Newspaper publisher and trade unionist (c. 1798 – 1860)

Adolphe Jacquies (c. 1798 - 30 January 1860) was a Canadian shopkeeper, printer, trade unionist, and newspaper publisher in Quebec City.

Born in Bordeaux, he immigrated to Quebec City sometime before 1826. In 1836, he reorganised the Quebec City printers into the Canadian Typographical Union. He became a typographer in 1837 and published a newspaper called Le Fantasque. In 1839, he was arrested for printing a poem in the paper and released afterwards with health complications. He continued printing newspapers and wrote editorials for the Canadian Colonist and Commercial Advertiser. His views were sympathetic to the Parti Patriote and liberal causes. He died in Quebec City.

==Early life==

Jacquies was born in Bordeaux, France, c. 1798. His father was Hilaire-Jacob Jacquies and his mother was Adélaïde Prahm. Jacquies immigrated to Quebec City sometime before 1826 and opened a confectionery business.

In 1836, Jacquies helped to reorganise the printers in Quebec City into a union, which was eventually called the Canadian Typographical Union. Jacquies convinced 66 members from twelve workshops to join the union and served as its president. The union disbanded eight years later.

==Printing career==

Jacquies became a typographer and beginning in 1837, he printed the weekly Le Fantasque paper for Napoléon Aubin. In 1839 he was arrested and his press seized for printing a poem in Le Fantasque by Joseph-Guillaume Barthe called Aux exilés politiques canadiens. Jacquies was released later that year after several doctors requested his release. His health was negatively affected by his time in prison, and he struggled with mobility issues for the rest of his life. His printing equipment was returned to him later that year in a damaged condition. In 1852, he was awarded £100 from the rebellion losses commissioners for his treatment during his imprisonment.

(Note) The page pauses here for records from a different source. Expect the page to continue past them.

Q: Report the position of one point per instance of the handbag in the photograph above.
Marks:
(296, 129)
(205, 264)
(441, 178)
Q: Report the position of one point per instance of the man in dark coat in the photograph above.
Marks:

Following his release, he started publishing the Canadian Colonist and Commercial Advertiser. The bi-weekly English paper was published for two years. Although most articles in the paper were reprints from other papers, it also contained editorials written by Jacquies. The paper was against the Act of Union that united Upper Canada and Lower Canada into the Province of Canada: the paper published that the process for the province's creation was undemocratic and created a larger civil service. The paper also denounced England's pursuit of free trade policies, believing that Canada needed preferential treatment for England to buy its timber so that they could afford to buy England manufactured goods.

In 1841 Jacquies acquired a Conservative newspaper called British North American and renamed it to the Quebec Argus. He also printed the Quebec Times, another Conservative newspaper. He may have moved to Montreal during this time, as his wife died there in 1847.

==Personal life, ideology, and death==

Jacquies married Catherine Ponsy in Quebec City on 10 June 1828. They had nine children.

Jacquies was sympathetic to the Parti Patriote, a Francophone liberal party. He promoted workers' rights and liberal ideological ideas including responsible government and unions for workers.

He died in Quebec City on 30 January 1860.